Madelaine Pries | Staff Writer
Featured image: The beauty of feminism is that it gives women the freedom to express their autonomy. | Courtesy of Wikimedia Commons
In Canada, it is legal for women to walk around topless—that’s called feminism. Emma Watson appeared in Vanity Fair nearly topless—that’s called anti-feminist. Where do we draw the line?
Critics are labeling Watson, an outspoken feminist and the UN Women Goodwill Ambassador, a hypocrite for posing scantily clad for a Vanity Fair photoshoot.
Watson recently portrayed Belle in the new Beauty and the Beast film, the story of a girl forced into isolation until she falls in love with her captor.

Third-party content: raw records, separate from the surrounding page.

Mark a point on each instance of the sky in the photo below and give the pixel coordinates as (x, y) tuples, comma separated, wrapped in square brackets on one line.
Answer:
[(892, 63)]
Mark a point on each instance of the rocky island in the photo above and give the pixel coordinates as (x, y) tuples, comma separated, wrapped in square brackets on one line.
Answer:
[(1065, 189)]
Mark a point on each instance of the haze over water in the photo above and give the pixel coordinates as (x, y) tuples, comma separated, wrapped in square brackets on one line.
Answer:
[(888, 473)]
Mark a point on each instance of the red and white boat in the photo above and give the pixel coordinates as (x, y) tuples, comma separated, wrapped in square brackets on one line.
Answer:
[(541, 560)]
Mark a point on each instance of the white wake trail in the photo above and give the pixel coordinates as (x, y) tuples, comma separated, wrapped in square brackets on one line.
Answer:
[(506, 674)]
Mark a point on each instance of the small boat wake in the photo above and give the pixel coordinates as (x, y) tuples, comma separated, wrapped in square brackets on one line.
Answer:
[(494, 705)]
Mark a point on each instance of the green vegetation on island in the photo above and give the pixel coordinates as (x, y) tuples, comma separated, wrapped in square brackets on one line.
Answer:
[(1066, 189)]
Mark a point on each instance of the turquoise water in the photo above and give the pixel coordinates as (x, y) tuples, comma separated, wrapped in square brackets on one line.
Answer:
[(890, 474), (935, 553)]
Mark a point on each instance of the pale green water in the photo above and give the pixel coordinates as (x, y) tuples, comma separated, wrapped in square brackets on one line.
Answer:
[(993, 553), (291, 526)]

It’s still hard to deny the Stockholm syndrome being played off as romance in the Disney classic, but Watson says she makes Belle a feminist by giving her a career in the movie.

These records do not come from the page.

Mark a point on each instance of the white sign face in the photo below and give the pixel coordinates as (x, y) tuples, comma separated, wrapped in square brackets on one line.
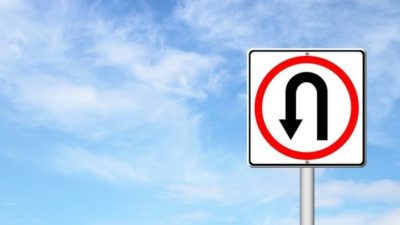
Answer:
[(306, 107)]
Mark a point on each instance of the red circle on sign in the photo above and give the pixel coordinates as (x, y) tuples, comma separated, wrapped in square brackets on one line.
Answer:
[(300, 154)]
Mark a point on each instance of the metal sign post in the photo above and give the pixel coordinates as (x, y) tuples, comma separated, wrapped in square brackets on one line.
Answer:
[(307, 196)]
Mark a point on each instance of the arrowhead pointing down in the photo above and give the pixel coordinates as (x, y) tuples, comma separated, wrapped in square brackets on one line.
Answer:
[(290, 126)]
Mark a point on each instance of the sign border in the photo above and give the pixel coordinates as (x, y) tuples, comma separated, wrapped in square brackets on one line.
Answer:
[(362, 109)]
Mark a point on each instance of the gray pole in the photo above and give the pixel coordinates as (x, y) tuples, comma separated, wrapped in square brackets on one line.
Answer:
[(307, 196)]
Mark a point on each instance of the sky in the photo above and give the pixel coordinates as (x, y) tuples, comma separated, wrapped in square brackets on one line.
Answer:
[(134, 112)]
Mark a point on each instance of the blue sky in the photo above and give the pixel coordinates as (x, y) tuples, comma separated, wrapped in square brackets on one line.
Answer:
[(134, 112)]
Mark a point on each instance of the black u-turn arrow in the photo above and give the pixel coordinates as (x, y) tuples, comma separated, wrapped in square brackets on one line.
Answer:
[(290, 124)]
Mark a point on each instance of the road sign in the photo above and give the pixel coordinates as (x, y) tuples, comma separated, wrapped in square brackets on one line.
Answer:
[(306, 107)]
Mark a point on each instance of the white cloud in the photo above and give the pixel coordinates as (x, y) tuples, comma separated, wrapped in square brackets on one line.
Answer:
[(388, 217), (337, 192), (104, 166), (372, 25), (195, 216)]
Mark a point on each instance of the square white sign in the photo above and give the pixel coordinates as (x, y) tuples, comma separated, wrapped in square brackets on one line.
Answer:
[(306, 107)]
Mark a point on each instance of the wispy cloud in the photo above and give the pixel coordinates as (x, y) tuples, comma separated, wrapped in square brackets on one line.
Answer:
[(335, 193), (371, 25)]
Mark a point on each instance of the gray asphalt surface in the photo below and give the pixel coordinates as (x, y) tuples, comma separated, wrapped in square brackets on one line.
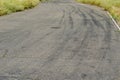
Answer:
[(59, 40)]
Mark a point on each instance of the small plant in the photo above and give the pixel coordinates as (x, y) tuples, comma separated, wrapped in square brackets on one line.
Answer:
[(9, 6), (113, 6)]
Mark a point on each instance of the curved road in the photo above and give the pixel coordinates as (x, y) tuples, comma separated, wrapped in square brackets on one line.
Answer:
[(59, 40)]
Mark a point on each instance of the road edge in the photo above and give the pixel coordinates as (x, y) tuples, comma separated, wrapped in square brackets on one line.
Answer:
[(113, 21)]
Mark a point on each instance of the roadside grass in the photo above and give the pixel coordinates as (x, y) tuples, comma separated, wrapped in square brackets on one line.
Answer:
[(113, 6), (9, 6)]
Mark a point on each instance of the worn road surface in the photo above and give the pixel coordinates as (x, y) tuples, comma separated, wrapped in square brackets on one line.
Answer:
[(59, 40)]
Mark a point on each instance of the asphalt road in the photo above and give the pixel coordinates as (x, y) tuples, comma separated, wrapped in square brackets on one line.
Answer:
[(59, 40)]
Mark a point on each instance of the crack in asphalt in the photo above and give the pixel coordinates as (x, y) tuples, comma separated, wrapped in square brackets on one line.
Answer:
[(59, 40)]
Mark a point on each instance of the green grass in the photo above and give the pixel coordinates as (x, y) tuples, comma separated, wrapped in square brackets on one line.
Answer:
[(113, 6), (9, 6)]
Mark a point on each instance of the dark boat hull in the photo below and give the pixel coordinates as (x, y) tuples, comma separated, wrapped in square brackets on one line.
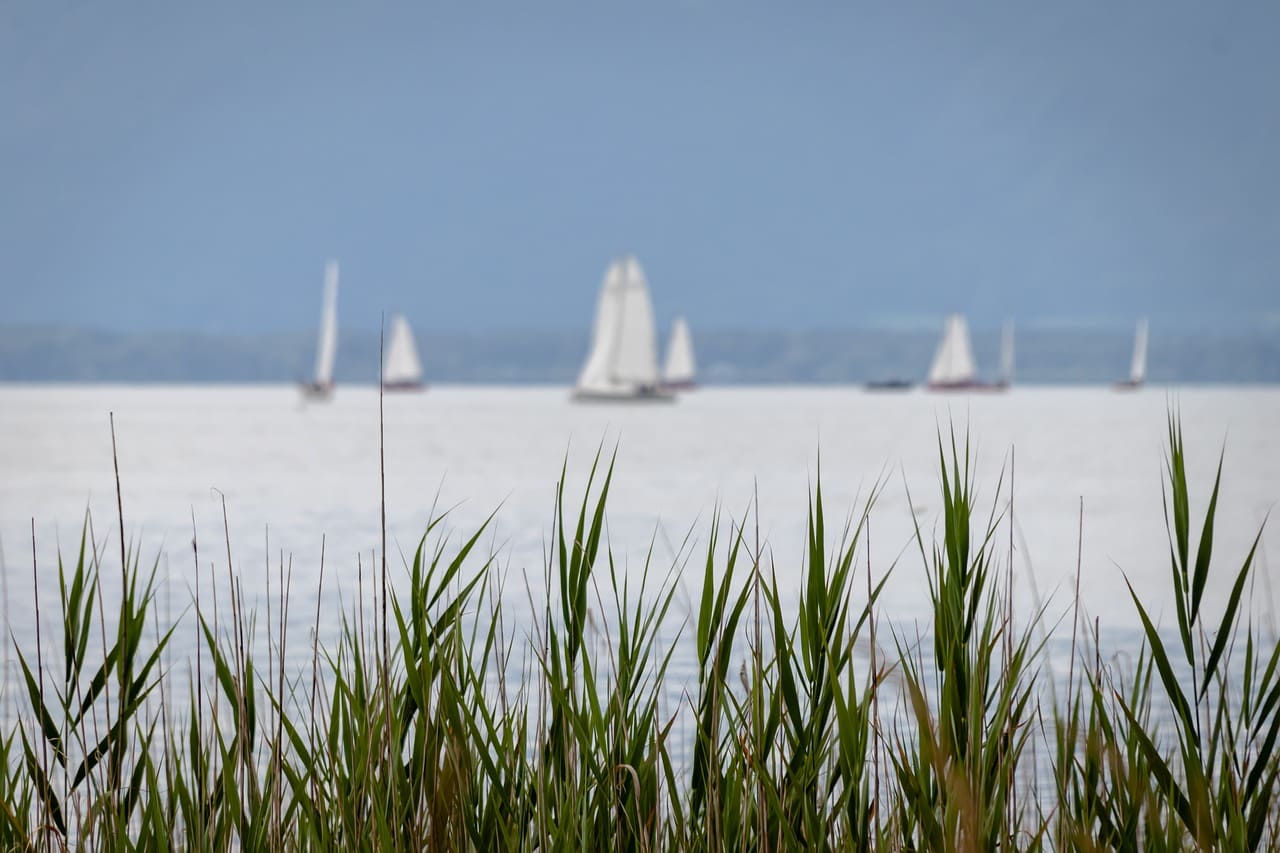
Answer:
[(968, 386), (644, 395), (316, 389)]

But does taking on these roles mean that Watson cannot be a feminist? Can actors be feminists while portraying roles that can be less than empowering?
Second-year theatre student Sydney Grieve recently performed in the women-centered production, The Vagina Monologues. The piece, put together by playwright and feminist activist Eve Ensler, is a creative re-imagining of a series of interviews with women. The interviews were about their experiences with, you guessed it, their vaginas.

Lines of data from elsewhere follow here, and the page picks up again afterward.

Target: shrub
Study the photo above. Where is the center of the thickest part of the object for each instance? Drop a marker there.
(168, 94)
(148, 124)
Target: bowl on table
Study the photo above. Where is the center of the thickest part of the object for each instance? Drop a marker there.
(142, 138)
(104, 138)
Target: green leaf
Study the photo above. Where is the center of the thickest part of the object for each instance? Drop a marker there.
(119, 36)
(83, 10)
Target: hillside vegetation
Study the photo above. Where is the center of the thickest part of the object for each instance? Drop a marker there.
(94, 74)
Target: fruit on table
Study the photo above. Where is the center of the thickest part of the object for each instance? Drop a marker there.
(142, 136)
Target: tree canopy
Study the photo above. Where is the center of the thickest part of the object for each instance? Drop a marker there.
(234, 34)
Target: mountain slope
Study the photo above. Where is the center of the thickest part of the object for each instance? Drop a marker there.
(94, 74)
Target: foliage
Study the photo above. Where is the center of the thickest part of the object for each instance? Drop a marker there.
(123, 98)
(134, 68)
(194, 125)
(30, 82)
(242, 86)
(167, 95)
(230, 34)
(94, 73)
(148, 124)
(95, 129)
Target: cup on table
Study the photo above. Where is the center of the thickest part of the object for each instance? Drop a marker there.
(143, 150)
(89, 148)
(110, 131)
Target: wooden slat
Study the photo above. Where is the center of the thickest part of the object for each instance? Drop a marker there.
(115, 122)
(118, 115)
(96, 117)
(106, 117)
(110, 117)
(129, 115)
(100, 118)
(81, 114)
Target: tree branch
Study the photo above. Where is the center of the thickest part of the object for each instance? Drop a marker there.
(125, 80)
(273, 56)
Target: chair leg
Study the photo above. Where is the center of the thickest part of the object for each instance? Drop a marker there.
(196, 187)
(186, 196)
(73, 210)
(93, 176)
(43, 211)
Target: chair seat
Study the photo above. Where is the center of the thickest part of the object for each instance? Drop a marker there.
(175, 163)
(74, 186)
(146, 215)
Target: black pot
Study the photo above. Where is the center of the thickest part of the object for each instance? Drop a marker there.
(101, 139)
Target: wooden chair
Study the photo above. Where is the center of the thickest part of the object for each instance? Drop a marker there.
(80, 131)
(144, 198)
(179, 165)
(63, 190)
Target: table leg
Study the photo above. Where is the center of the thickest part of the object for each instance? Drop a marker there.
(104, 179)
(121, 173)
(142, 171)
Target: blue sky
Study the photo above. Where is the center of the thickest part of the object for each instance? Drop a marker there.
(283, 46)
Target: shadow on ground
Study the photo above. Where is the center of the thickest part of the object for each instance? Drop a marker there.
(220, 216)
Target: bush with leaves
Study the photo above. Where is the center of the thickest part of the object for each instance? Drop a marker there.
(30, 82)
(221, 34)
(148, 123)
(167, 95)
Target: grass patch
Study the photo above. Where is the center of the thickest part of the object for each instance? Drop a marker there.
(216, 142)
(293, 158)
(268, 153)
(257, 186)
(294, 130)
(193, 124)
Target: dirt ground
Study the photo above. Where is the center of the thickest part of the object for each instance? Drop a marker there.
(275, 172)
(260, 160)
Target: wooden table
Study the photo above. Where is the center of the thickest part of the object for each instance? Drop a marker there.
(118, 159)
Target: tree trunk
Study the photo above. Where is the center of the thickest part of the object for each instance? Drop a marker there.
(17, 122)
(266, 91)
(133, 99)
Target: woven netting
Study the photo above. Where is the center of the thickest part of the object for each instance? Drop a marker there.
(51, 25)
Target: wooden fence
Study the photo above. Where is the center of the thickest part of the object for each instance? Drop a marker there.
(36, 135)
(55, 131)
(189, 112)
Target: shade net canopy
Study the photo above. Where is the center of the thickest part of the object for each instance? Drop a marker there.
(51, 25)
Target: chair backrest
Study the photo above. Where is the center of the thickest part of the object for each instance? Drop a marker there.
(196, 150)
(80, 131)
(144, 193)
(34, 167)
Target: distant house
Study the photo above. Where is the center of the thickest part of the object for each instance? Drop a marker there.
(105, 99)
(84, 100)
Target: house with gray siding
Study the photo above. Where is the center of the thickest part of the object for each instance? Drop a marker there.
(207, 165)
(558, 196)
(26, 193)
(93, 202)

“I think overall, as a play, the message is to express a woman’s worth,” says Grieve. “We’re more than sexual objects or a pretty face.”
She also says it shows that “[Women are] strong people and even stronger once united. It’s a play to unite women to fight back.”
Although there are many people who agree with this interpretation, like the Watson controversies, there are people who still say it is not feminist. The all-women school Mount Holyoke College in Massachusetts deemed the play, which they used to put on annually, not feminist enough for their school.
They said the stories are only from women with vaginas, ignoring the experiences of people who don’t have vaginas but identify as women.
When asked about feminist plays or movies, Grieve says she wouldn’t necessarily call a play “feminist.”
“I see them more as empowering women and having a theme of girl power, which I love,” she says.
She applies this belief of women empowerment to the news flying around Watson.
“I think it’s a little over the top […] It’s her own body and if she’s confident enough in her own skin, the only feminist issue here is everyone shaming her for it,” says Grieve.
Watson seemed to carry the same tune when speaking out owusuagainst her critics. Like Grieve, she voiced how it is more anti-feminist to bash her over the choices she makes, because it’s all about the freedom to choose, from the roles she plays to the photos she takes.
“Feminism is about giving women choice. Feminism is not a stick with which to beat other women with. It’s about freedom, it’s about liberation, it’s about equality. I really don’t know what my tits have to do with it. It’s very confusing,” said Watson.